Par ailleurs, la surveillance reste généralement une illusion, notamment pour les industries chimiques, dont la gamme de produits évolue plus rapidement que la réglementation, comme l’ont montré récemment les scandales des « polluants éternels » (Pfas) ou les débats récurrents sur les pesticides et leur interdiction. Quant aux sanctions administratives ou pénales, elles sont toujours faibles ou inopérantes. Ainsi Thomas Le Roux observe que « seuls 10% des arrêtés préfectoraux constatant une infraction dans le cadre des mises en demeure sont suivis d’une sanction pénale, et il s’agit généralement d’amendes très faiblement coercitives et inefficacement compensées par l’astreinte administrative, une amende journalière jusqu’à la mise en conformité, ou la transaction pénale – toutes deux procédures qui financiarisent le risque en quelque sorte »10. Notons que si les responsables d’AZF ont fini par être condamnés (avec une peine bien légère de 15 mois de prison avec sursis pour le directeur), le dénouement du procès, en décembre 2019, a eu lieu plus de 18 ans après la catastrophe ; la tenue d’un procès pénal pour l’accident de Lubrizol est très incertaine. Hors de ces catastrophes, la prééminence de la régularisation sur la sanction se fait au dépend des tiers et interroge sur l’effectivité du droit de l’environnement, à l’image des autres illégalismes environnementaux découlant d’une police sans moyens, d’une priorité donnée aux impératifs économiques, d’une pratique menant aux procédures transactionnelles et d’une culture juridique vide de préoccupations environnementales, même si se dessine sans doute aujourd’hui des changements avec le renouvellement générationnel des magistrats plus sensibles et sans doute mieux formés à ces sujets11.

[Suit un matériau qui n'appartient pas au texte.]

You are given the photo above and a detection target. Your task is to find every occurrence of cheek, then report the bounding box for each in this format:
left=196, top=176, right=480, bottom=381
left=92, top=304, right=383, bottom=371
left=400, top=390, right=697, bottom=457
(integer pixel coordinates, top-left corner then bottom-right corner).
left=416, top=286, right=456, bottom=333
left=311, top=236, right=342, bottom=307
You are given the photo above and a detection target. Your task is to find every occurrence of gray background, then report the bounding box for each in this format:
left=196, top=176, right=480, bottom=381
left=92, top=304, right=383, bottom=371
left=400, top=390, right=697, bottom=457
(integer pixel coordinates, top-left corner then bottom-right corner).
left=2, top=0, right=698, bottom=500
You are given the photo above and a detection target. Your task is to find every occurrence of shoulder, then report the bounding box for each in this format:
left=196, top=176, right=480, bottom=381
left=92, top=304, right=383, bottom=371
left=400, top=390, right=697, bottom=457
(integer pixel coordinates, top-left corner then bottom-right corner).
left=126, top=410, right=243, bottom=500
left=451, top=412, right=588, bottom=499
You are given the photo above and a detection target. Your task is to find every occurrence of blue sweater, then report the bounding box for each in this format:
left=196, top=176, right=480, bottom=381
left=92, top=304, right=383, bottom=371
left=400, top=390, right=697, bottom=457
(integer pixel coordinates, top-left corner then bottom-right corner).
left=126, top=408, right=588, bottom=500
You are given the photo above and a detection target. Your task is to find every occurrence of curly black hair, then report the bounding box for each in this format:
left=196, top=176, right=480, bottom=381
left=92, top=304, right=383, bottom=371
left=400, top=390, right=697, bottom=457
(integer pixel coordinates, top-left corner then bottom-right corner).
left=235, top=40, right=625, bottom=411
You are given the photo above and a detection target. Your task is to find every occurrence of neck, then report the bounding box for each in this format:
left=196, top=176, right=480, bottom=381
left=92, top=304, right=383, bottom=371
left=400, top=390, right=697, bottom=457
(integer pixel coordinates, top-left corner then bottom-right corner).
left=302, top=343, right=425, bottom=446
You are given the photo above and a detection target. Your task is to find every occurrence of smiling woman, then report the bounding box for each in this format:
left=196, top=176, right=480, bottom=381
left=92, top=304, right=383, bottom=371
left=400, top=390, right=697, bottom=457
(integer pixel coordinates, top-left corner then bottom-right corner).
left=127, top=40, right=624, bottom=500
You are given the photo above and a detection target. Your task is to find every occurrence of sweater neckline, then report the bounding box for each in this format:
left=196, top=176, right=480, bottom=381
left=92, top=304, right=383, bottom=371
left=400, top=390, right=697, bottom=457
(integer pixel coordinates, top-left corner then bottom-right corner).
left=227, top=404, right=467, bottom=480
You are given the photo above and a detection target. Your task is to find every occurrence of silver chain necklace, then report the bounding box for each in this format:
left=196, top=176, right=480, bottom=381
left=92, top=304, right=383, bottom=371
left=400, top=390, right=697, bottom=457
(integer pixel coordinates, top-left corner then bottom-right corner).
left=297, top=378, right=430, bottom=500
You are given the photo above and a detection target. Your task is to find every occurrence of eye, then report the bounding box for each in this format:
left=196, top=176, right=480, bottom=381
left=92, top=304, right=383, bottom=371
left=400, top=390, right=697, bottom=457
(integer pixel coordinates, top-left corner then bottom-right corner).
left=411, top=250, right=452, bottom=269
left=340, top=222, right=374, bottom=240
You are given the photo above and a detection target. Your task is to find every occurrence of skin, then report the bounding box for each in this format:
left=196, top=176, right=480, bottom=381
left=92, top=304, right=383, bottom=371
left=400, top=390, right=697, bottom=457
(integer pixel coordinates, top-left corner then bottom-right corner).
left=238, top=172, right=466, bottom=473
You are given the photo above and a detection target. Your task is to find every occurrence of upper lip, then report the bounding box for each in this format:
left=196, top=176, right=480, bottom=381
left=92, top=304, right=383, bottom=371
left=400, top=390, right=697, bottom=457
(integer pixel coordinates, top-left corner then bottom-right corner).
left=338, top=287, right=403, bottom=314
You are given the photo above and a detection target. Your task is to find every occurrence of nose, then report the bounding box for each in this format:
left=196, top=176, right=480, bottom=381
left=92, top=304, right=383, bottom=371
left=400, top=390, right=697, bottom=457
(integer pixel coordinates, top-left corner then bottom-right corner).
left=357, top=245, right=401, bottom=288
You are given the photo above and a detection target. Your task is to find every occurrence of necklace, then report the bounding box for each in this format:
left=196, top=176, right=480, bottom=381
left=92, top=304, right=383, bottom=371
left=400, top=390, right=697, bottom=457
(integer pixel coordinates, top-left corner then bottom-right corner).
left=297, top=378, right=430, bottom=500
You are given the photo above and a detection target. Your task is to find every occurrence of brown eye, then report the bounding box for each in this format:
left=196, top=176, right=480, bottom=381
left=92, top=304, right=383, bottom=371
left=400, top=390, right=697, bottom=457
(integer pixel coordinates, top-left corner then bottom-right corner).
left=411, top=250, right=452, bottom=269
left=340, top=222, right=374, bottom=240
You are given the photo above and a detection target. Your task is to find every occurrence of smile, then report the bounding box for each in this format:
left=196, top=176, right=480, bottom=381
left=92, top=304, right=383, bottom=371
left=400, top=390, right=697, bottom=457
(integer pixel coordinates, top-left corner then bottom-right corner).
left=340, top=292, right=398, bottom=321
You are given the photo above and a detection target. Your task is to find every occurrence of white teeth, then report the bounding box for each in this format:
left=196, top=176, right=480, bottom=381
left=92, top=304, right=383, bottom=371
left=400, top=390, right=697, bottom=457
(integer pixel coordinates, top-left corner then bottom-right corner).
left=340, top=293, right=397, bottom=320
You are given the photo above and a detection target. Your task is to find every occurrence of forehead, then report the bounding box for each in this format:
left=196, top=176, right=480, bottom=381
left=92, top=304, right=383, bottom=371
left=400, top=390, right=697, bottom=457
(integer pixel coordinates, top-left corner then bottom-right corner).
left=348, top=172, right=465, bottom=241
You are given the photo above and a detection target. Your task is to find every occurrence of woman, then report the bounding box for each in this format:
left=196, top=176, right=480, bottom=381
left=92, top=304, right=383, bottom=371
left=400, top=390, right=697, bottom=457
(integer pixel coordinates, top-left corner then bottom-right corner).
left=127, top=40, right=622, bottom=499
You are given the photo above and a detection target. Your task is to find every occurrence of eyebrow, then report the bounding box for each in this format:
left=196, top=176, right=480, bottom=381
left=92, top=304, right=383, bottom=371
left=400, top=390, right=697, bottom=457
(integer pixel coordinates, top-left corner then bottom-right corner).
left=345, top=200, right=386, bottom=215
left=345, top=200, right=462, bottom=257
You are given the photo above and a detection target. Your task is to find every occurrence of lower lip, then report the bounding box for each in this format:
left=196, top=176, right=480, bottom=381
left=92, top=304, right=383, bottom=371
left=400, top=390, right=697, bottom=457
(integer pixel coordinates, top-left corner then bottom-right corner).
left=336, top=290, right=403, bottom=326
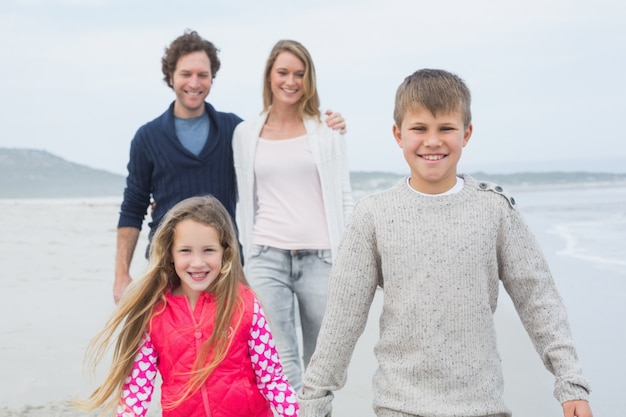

Une « police de l’impossible »
Alors même que les polices municipales et criminelles se portent bien, avec des budgets et des effectifs en hausse, et que s’affirme le tout répressif pour les migrants, la petite délinquance de banlieue ou les militants écologistes, la clémence et l’assouplissement des règles continue de guider l’action de l’État à l’égard des industriels et agriculteurs pollueurs. Si certains délits comme la conduite sous emprise de stupéfiant et de cannabis a explosé ces 20 dernières années, passant de moins de 3000 condamnations en 2005 à plus 57 000 en 2021, les délits environnementaux – défrichements illicites, rejets de substances toxiques dans le milieu, braconnage – restent quant à eux peu poursuivis.
L’histoire de l’OFB et des « polices environnementales » est à cet égard éclairante. Cet office a été créé en 2020 par la réunion au sein d’un même établissement des anciennes polices historiques de la pêche et de la chasse, devenues les polices de l’eau et de la nature. On distingue en effet deux types de polices dites de l’environnement : « eau et nature » et « installations classées pour la protection de l’environnement (ICPE) ». Les polices de l’environnement regroupent pour l’essentiel les agents administratifs chargés de contrôler et de faire respecter les réglementations mais également de constater les infractions pénalement punissables en matière environnementale. Peu visibles et peu connues, ces institutions regroupent les agents de l’OFB en charge de la police de l’eau et des milieux aquatiques, des milieux naturels, des espèces sauvages, de la pêche et de la chasse ; ainsi que les polices des installations classées et des établissements industriels rattachées à des services comme la DDT (Direction départementale des territoires) ou la DREAL (direction régionale de l’environnement, de l’aménagement et du logement). Leurs compétences sont définies par le code de l’environnement12. Dans ces divers services, les inspecteurs de l’environnement sont des agents de service public assermentés et habilités dans le cadre de la législation environnementale à conduire les missions de police de l’environnement, c’est-à-dire le constat et la répression des infractions éventuelles.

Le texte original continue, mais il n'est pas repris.